Por Joaquim Armindo
“Flutuam sombras de mim, madeiras mortas. /Mas a estrela nasce sem censura/sobre as mãos deste menino, especialistas/que conquistam as águas e a noite. /Bastar-me-á saber/ que Tu me conheces/ inteiramente, ainda antes dos meus dias.”, poesia referida pelo papa Francisco e que foi escrita pelo bispo D. Pedro Casaldáliga, que traduz em linguagem poética quase toda a exortação apostólica “Querida Amazónia”, recentemente publicada. Estes versos confluem na dialética entre aquilo que Francisco escreveu e aquilo que quereria escrever. Entre o que diz e não diz. É isso, as “madeiras mortas” que flutuam, com uma estrela “sem censura”, nas mãos dos meninos, das águas e das noites, que o Senhor conhece, mesmo antes de escrever. A tonalidade deste poema fornece uma arquitetura de quem crê firmemente que um outro mundo é possível, onde todas as desigualdades sejam desfeitas e os ou as descartáveis não sejam mais colocadas na impossibilidade de dar tudo aquilo que receberam, por causa de leis imaginadas pelos homens no decorrer dos anos e que, às vezes, se querem sobrepor ao Espírito que sopra – e não é demais dizê-lo -, onde quer, como quer e em quem quer.

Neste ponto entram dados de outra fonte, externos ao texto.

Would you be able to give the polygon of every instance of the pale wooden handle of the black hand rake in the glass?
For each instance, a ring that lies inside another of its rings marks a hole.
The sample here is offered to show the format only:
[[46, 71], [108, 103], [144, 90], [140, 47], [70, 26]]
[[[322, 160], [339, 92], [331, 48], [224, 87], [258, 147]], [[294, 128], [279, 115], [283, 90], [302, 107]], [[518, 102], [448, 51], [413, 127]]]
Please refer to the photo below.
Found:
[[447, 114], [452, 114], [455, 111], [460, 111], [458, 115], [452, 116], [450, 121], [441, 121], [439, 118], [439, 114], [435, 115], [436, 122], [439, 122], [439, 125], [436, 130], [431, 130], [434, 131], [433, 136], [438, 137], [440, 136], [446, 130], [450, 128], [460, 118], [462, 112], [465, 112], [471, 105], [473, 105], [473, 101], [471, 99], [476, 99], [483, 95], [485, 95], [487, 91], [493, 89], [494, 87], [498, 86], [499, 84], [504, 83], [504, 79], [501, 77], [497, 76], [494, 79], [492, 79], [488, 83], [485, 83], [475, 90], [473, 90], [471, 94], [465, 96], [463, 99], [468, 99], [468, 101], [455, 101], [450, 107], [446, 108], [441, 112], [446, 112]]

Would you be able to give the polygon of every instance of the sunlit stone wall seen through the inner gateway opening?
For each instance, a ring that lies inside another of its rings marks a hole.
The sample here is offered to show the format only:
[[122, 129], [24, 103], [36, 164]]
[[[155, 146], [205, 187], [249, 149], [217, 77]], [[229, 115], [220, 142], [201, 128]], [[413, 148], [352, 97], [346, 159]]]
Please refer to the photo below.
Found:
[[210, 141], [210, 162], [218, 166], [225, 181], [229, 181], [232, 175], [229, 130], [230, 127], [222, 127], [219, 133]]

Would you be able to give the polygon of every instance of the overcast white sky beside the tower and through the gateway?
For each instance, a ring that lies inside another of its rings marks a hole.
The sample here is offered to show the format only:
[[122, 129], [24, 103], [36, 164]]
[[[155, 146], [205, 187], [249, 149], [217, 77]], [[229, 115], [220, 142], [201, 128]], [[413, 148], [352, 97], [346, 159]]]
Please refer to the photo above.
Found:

A substância desta exortação está mesmo solidificada nos vários poemas utilizados, entre os quais o referido, de D. Pedro, que tantas vezes ameaçado de morte, conseguiu levar o povo amazónico ao seu encontro cultural com o Evangelho de Jesus, e isso ninguém o poderá negar. E não será por acaso que o papa Francisco o cita.
Às vezes embrenhados em questões doutrinais como o celibato dos padres ou a ordenação de mulheres – assuntos preocupantes, sem dúvida, a que se deve dar resposta -, não contemplamos o todo do texto agora apresentado a todas as cristãs e todos os cristãos e aos homens de boa vontade. Os sonhos do papa Francisco, o social, o cultural e o ambiental, são de todos nós, humanidade inteira e são estes as peças chave do seu sonho eclesial. Não podem existir deserdados ou deserdadas, excluídos ou excluídas, descartados ou descartadas, deste caminho que todos sonhamos.
Pensando no Reino onde mora o amor de Jesus, vem-me à mente que não há pais, nem mães, nem gregos, nem judeus, nem esposos, nem esposas, nem homens, nem mulheres. Esse Reino é descoberto em cada passo que damos, aqui e agora, nestes tempos e nestes espaços.